Астер занят любованием развешенными трупами с цветочками в глазницах и лениво придуманными казнями, которым почти в двух с половиной часах хронометража не уделяется должного объяснения. Изыски, задуманные потешно пугающими, не вызывают никакого внутреннего резонанса, будь то пирожок с чарующими лобковыми волосами, одиноко торчащая из чернозема нога афроамериканца или даже человеческие тела, из которых сделали национальных кукол.
Пережившая трагедию Дени дарит цветы Кристиану, постоянно его прощает и напоминает ему о своем дне рождения. Она выполняет «роль мужчины», потому что настоящая первобытная сила скрыта именно в ней, и девушке, разумеется, суждено стать объектом языческого поклонения. А он ведет себя «по-девчачьи», за что обязан понести расплату. Фильм могла бы внутренне направлять небезынтересная мысль об обществе, претерпевающем гендерные изменения на социально-бытовом уровне, но и та теряется в глубинах астеровской претенциозности.

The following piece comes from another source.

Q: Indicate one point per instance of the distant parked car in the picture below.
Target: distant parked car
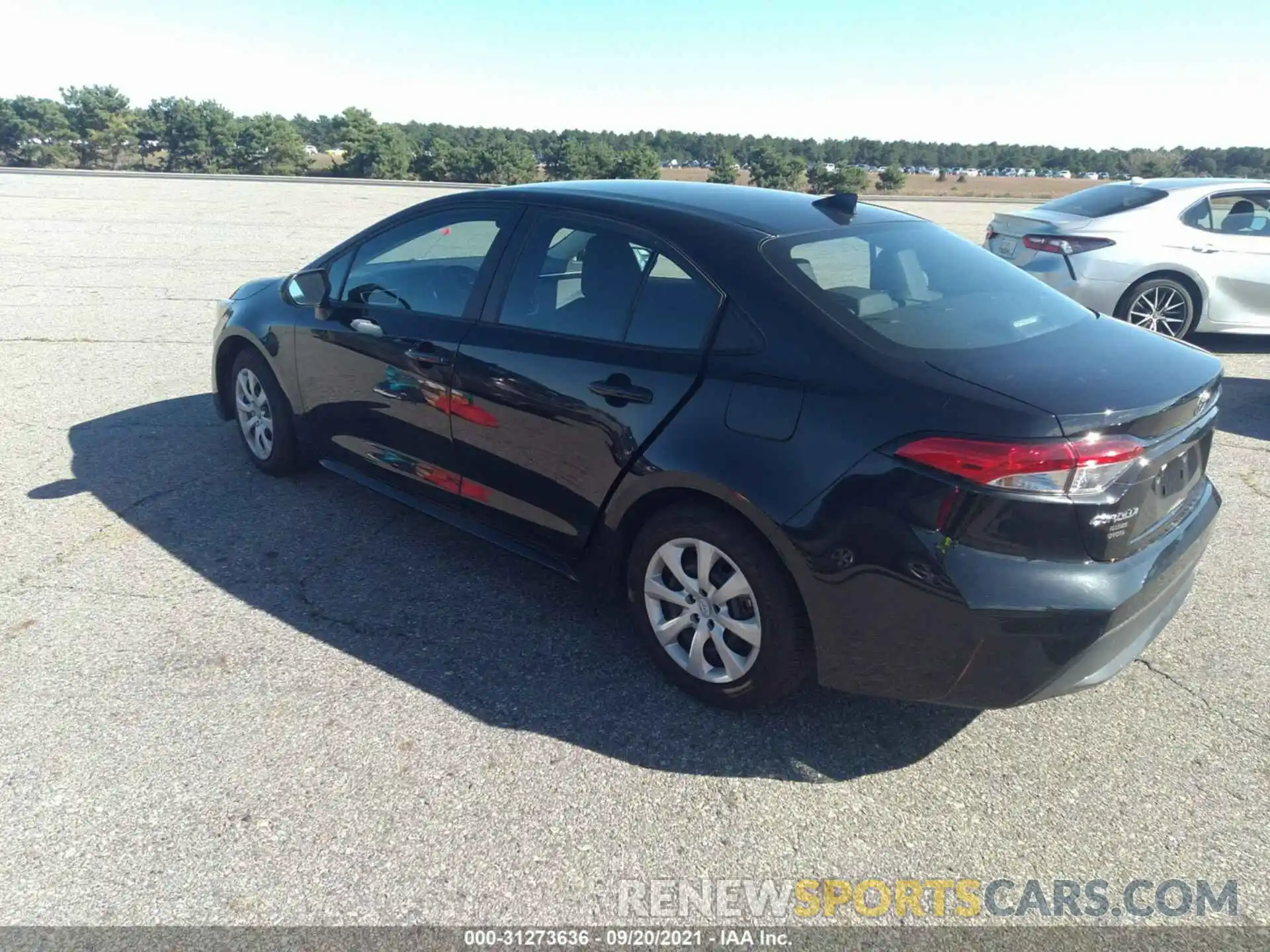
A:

Дени и друзья мучительно долго подходят к осознанию того, что вершится что‑то неладное, выпытывая у жителей деревни, похожих на полоумных сокамерников Бронсона из фильма Николаса Виндинга Рефна, сведения, что могли бы пригодиться в работе. По идее, надо бежать что есть сил из деревни, но Астеру очень нравится бежать навстречу уступкам самому себе. Чтобы действия героев не казались окончательно безумными, режиссер постоянно пичкает молодежь околопсилоцибиновыми зельями. Впрочем, что поражает еще больше, персонажи добровольно их пьют, видимо, веря в то, что так можно лучше понять национальную культуру. Задается психоэмоциональный фон картины, Астер играет с галлюциногенно проплывающими кадрами, как бы сообщая: тут что‑то не то. Не то действительно все. Ряды участников экспедиции начинают редеть, товарищи подозрительно исчезают, а их друзья как ни в чем не бывало продолжают разглядывать замысловатую полевую архитектуру шведского Никола-Ленивца и ходить на групповые обеды, плавно перетекающие в бердяевский оргийный экстаз. Вопросов «почему» и «зачем» Астер будто бы боится — велик риск злобно раскидать свои игрушки и убежать восвояси с криками «мы так не договаривались».
«Солнцестояние» не ведет зрителя ни к какой генеральной мысли. Испокон веков народы Земли поклоняются женщине (Королеве-матери), еще женщины могут быть ведьмами, а мужчины могут им изменять (наверное, поэтому). Где‑то в Швеции все еще убивают людей ради вековой традиции, где‑то в Казахстане все еще играют в варварское подобие крикета, используя вместо биты тушу барана, а в России некоторые любители плещутся на Ивана Купалу в зарослях папоротника. Ари Астер по‑задротски посмеивается в кулачок, наблюдая за тем, как медведь сел в трактор и горит. Просто потому, что сжигать — это красиво. Красивыми могут быть и обрядческие венки, и аляпистые вышиванки, и абстракционистский коврик в IKEA. Я выбираю коврик.